Ying Zhou, PhD. - US grants

The temperature and composition structure in the Earth's lower mantle provides important clues to the chemical differentiation and dynamics of the planet, especially in regard to how heat is transported from the core to the mantle. A large-scale, slow seismic-velocity anomaly in the lower mantle beneath the Pacific has been imaged in tomographic studies. The thermal and compositional structure of this anomaly remains poorly understood. This research integrates seismological and geodynamical efforts to investigate important issues in understanding the structure of this deep seismic anomaly. We will use thermochemical convection models to develop candidate mantle structures that can be investigated with seismic wave propagation simulations using realistic earthquake and receiver geometries. This will allow us to identify seismic phases that are sensitive to differences between the candidate mantle structures and to investigate whether finite-frequency theory provides additional insight beyond ray-theory for the geometry of these structures, and how 3-D attenuation structure affects our interpretation of tomographic images.
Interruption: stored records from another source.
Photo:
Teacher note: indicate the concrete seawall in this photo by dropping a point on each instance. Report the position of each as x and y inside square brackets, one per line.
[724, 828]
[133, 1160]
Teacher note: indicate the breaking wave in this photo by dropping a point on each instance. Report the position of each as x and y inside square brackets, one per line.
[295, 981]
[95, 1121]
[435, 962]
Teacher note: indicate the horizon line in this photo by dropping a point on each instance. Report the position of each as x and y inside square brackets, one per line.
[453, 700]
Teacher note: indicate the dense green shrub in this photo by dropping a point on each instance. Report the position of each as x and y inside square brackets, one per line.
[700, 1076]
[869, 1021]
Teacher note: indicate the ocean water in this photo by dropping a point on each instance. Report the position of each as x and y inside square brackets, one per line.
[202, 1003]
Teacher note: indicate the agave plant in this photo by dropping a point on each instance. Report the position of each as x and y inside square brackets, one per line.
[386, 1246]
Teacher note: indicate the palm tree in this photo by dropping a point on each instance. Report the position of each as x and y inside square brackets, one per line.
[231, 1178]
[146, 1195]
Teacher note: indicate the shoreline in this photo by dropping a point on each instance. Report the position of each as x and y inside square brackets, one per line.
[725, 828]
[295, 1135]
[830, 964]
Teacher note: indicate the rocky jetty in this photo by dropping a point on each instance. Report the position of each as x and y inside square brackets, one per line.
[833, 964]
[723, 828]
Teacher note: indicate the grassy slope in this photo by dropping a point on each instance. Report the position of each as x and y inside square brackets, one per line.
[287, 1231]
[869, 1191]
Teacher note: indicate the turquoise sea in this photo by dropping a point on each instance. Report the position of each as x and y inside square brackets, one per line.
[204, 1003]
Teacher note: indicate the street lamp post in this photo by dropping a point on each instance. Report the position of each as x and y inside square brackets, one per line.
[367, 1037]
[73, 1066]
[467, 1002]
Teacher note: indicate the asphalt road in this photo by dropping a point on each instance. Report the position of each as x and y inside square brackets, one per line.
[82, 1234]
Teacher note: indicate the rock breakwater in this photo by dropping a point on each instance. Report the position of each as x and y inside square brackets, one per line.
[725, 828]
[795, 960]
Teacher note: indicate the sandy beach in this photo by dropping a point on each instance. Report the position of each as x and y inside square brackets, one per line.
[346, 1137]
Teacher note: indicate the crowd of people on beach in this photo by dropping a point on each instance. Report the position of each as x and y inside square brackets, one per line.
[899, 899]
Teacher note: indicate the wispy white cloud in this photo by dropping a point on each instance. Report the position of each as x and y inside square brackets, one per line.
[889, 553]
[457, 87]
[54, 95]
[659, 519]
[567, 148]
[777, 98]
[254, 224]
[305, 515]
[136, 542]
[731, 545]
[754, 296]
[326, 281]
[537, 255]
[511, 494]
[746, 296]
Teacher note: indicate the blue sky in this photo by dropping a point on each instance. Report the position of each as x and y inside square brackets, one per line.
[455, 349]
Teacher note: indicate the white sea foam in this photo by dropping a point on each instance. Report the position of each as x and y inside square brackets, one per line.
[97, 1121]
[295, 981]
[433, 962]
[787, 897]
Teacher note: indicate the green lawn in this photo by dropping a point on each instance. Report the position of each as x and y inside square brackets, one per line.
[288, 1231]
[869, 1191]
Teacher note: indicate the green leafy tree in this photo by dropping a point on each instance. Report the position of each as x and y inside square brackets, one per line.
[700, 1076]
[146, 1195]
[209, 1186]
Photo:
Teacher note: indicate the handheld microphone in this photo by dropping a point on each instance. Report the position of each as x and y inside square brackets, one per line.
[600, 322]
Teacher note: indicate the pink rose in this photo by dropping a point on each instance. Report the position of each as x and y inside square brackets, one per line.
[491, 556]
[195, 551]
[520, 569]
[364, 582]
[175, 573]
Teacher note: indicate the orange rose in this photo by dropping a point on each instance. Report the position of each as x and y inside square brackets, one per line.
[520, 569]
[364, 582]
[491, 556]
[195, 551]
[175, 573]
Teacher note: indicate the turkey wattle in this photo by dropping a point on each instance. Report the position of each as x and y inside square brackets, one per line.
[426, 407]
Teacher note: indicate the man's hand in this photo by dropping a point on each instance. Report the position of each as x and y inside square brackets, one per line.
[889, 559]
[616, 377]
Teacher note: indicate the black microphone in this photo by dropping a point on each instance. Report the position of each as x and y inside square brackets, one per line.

This research addresses several challenging problems in understanding the thermal and chemical structure in the Pacific lower mantle through seismic wave propagation in thermo-chemical plume models with focuses on (1) the sensitivity of seismic waves to 3-D variations in temperature and compositional in the lower mantle; (2) the effects of different scaling parameters in translation between temperature and compositional anomalies to seismic wave speed and anelastic attenuation and (3) the resolution limits of current seismic data (including USArray data) and seismic tomographic methods (ray theory and finite-frequency theory) in imaging the structure of the Pacific lower mantle and distinguishing between different plume models including 1) the 'standard' isochemical whole mantle model, with a cluster of narrow plumes under the central Pacific, 2) a thermochemical 'dome' (or pile) under the central Pacific with plumes arising from the interface, and 3) an isolated, sluggish lower mantle with upper mantle derived plumes. Seismological challenges, including quantifying the relative importance of anelastic attenuation and focusing-defocusing effects, and tradeoffs between elastic and anelastic structure will be addressed with full wave propagation simulations in a variety of thermochemical plume models.

The dominant tectonic process responsible for earthquakes, volcanoes and landform evolution in the continental United States in the past 200 million years has been the subduction of the Farallon plate beneath the North American Plate. Understanding this subduction process has been a challenge as most of the Farallon plate is now several hundred kilometers below the surface. This research takes advantage of a new technique to analyze seismic data and a rich data set collected by EarthScope USArray stations to image the subducted Farallon slab beneath the continental United States, a process similar to the imaging in medical CT Scan. This research aims to advance understanding of the subduction process with focuses on the following questions: (1) How does the older and deeper subducted Farallon plate connect with the younger plate now subducting beneath the Pacific Northwest? (2) What is the relation between the subduction of Farallon plate and the formation of the Yellowstone volcanic track? (3) How does the subducted Farallon plate interact with the deeper mantle across the US continent? High-resolution images of the Farallon slab, seismic measurements as well as computer codes based on the new seismic theory will be made available to the broader Geosciences community. Hands-on course projects and labs based on this research will be developed and implemented in undergraduate teaching.

Slab anomalies have been imaged in wavespeed models in a broad region in North America mantle transition zone, extending from the west coast to the eastern US. The resolutions of wavespeed models are limited in the mantle transition zone due to data sensitivity and the subduction process in the mid mantle remains unclear. The second unresolved question is the role of a deep mantle plume in the formation of the Yellowstone hotspot track. In this research, we will compute finite-frequency sensitivities for waves generated at the 410-km and 660-km discontinuities to image high-resolution mantle transition zone structure beneath the continental US using seismic data recorded at USArray TA stations. The high-resolution models will provide new insights into the dynamics of subduction, especially the relation between subducted materials in the western and eastern US and the role of slab fragmentation in the formation of the Yellowstone hot-spot track. This research will provide a solid foundation for future imaging of mantle transition zone discontinuities and allow the community to take full advantage of frequency-dependent seismic data to tackle scientific questions on mantle convection dynamics.